Tantalizing Tales — April 2025 — Part Two

Hello, readers! Sorry everything’s been a bit chaotic this week. The funeral of my co-parent’s mom was yesterday and we’ve been doing a lot of family-wrangling, which has eaten up more of my time than anticipated. But at least there are books to escape to and relax in, including some of my most anticipated for the next few weeks!

First on this list is W A Simpson’s The Hatter’s Daughter, the third book in the Tales Of The Riven Isles dark fantasy series. In this speculative riff on Alice In Wonderland, the Mad Hatter and the Cheshire Cat rule, until the Rot threatens the sanity and lives of all.

There is more to the Vine than mortals and immortals know. It reaches its branches and tendrils into realms beyond the Riven Isles. On the night that Faith was born, her mother perished, but not before sending Faith to safety in Underneath. The Mad Hatter discovered the newborn Faith and took her home to raise as his own.

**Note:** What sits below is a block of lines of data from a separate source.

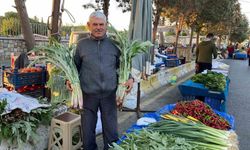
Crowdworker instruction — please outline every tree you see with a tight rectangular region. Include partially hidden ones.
[15,0,35,51]
[0,17,20,36]
[83,0,110,20]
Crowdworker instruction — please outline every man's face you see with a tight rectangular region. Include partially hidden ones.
[88,17,107,39]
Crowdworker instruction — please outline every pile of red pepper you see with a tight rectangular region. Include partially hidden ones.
[171,100,231,130]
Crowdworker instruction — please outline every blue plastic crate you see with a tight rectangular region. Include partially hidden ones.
[3,67,46,90]
[205,97,222,111]
[164,59,180,67]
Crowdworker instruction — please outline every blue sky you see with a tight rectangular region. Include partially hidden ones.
[0,0,130,30]
[0,0,250,30]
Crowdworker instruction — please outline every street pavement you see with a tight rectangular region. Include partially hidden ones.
[224,59,250,150]
[97,59,250,150]
[96,72,194,150]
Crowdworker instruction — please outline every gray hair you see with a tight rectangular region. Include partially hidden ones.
[89,11,107,22]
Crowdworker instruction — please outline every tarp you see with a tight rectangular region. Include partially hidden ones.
[129,0,152,77]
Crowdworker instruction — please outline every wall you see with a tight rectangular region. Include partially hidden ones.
[0,37,68,65]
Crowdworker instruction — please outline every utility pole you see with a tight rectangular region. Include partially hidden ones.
[15,0,35,51]
[50,0,61,41]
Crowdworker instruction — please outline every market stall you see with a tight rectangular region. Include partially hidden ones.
[233,51,247,59]
[111,100,238,150]
[178,71,230,112]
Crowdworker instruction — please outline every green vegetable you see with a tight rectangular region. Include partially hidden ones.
[0,97,53,150]
[30,42,83,109]
[148,116,238,150]
[109,129,196,150]
[109,25,153,104]
[191,70,226,92]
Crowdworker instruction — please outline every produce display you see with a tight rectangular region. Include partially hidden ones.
[0,99,52,149]
[109,26,153,104]
[30,42,83,109]
[147,115,239,150]
[191,70,226,92]
[171,100,231,130]
[18,67,42,73]
[109,129,197,150]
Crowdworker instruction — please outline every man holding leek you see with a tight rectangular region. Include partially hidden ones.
[67,11,133,150]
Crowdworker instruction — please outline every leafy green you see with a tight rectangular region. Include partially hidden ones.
[110,129,196,150]
[191,71,226,92]
[0,97,54,149]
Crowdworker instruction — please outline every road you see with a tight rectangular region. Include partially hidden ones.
[224,59,250,150]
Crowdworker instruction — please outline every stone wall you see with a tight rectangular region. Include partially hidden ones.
[0,37,68,64]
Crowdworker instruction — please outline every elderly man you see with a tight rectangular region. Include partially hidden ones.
[68,11,133,150]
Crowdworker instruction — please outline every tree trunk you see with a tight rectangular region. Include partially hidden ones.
[153,7,161,43]
[103,0,110,21]
[174,15,184,54]
[15,0,35,51]
[196,30,200,47]
[50,0,61,41]
[189,27,194,47]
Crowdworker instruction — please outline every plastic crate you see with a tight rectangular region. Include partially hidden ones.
[2,67,46,90]
[205,97,222,111]
[164,59,180,67]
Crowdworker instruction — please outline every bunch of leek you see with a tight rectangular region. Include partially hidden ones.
[109,25,153,104]
[30,42,83,109]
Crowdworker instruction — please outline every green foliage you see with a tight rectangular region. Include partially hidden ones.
[0,100,53,149]
[191,71,226,92]
[0,17,21,35]
[165,31,175,36]
[0,99,8,115]
[110,129,196,150]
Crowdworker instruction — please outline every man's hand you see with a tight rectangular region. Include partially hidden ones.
[124,78,134,94]
[65,80,73,92]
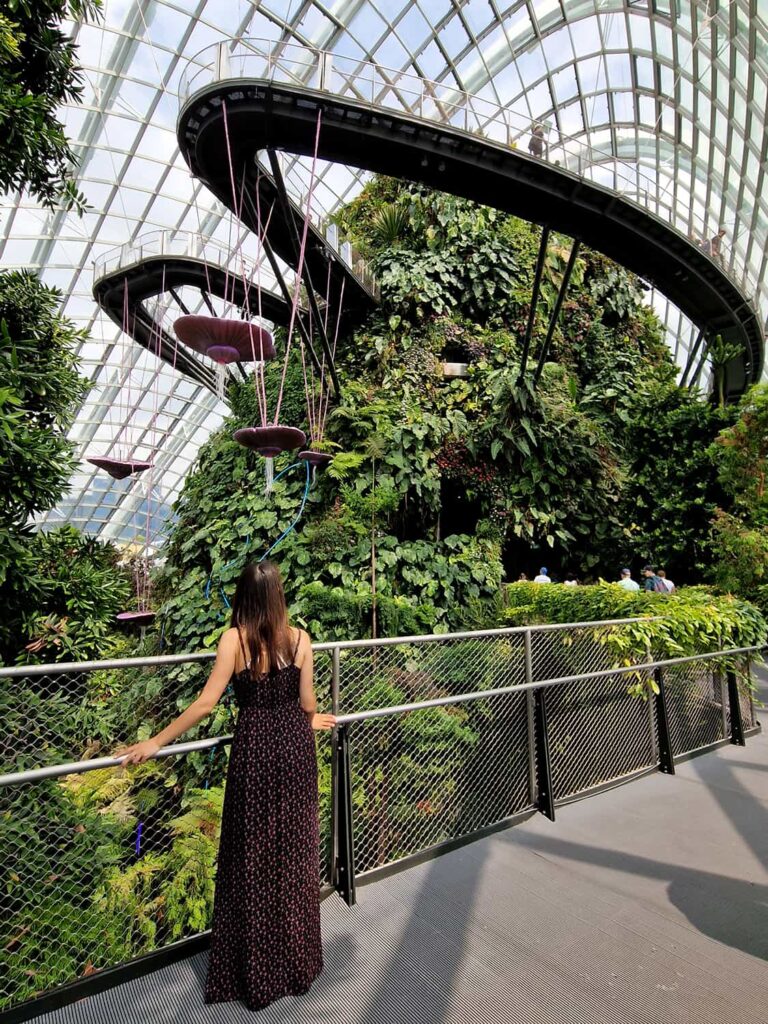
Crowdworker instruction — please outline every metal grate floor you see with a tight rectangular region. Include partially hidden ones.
[27,714,768,1024]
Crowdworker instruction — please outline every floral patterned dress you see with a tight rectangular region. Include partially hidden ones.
[205,641,323,1010]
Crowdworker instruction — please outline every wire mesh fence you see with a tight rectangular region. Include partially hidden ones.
[546,676,656,800]
[0,623,754,1009]
[350,693,530,872]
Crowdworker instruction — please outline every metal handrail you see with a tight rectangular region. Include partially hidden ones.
[0,615,664,679]
[336,646,762,726]
[179,38,760,313]
[0,634,763,787]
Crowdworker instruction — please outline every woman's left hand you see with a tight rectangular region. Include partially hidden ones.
[113,739,160,765]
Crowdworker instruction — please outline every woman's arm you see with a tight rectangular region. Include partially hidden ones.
[296,630,336,730]
[114,629,238,765]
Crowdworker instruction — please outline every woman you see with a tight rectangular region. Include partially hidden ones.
[116,562,336,1010]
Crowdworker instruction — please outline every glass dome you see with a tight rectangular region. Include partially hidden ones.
[0,0,768,542]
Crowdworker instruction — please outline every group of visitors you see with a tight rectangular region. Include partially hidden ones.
[617,565,677,594]
[517,565,677,594]
[693,227,725,263]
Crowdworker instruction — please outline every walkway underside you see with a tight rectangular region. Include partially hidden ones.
[31,717,768,1024]
[178,79,763,396]
[93,254,306,393]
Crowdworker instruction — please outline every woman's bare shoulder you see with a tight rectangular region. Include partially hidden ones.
[291,626,311,658]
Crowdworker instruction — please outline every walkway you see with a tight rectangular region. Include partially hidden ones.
[177,40,763,395]
[30,694,768,1024]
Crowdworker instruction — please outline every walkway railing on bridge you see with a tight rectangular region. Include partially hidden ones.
[0,620,757,1019]
[179,38,761,308]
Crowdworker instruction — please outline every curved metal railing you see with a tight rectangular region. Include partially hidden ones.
[179,39,760,319]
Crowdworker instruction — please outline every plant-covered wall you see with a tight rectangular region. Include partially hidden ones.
[159,178,745,649]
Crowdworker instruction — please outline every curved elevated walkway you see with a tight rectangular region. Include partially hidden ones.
[93,238,309,393]
[177,44,763,396]
[25,715,768,1024]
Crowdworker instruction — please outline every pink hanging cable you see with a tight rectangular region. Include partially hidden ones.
[274,111,322,423]
[312,260,335,441]
[319,280,346,434]
[137,266,175,611]
[221,100,257,319]
[241,192,274,427]
[117,278,131,460]
[299,308,316,438]
[221,101,276,426]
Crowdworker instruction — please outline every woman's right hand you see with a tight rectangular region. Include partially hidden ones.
[112,739,160,765]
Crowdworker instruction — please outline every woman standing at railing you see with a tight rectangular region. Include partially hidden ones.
[112,562,336,1010]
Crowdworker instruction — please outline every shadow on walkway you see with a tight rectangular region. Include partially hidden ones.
[512,834,768,959]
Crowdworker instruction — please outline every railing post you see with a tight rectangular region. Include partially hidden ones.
[523,630,539,807]
[653,669,675,775]
[534,689,555,821]
[713,668,728,739]
[726,672,746,746]
[214,43,231,82]
[334,725,356,906]
[330,647,339,886]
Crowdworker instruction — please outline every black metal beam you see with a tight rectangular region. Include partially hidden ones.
[517,226,549,384]
[688,345,710,391]
[653,669,675,775]
[168,288,189,316]
[334,725,357,906]
[534,689,555,821]
[266,150,341,398]
[680,328,706,387]
[200,288,216,316]
[534,239,582,387]
[244,194,325,387]
[726,672,746,746]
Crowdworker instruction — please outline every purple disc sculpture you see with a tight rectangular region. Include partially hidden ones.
[206,345,240,366]
[299,449,334,466]
[233,423,306,459]
[173,314,274,362]
[115,611,155,626]
[86,455,152,480]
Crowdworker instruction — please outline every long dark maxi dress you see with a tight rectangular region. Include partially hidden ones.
[205,644,323,1010]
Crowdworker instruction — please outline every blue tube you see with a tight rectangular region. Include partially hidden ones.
[259,462,312,562]
[206,462,312,609]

When the Rot invades, Faith is determined to fight it. Fortunately, she won’t have to fight alone. Her childhood friend Prince Rowan accompanies her as she returns to her birthplace to find a Legendary Heroine to help save the Riven Isles.

But Overland is dangerous, and the minions of the Rot are in hot pursuit. If Faith doesn’t succeed, the minions of the Rot will destroy everything that she and Rowan know and love.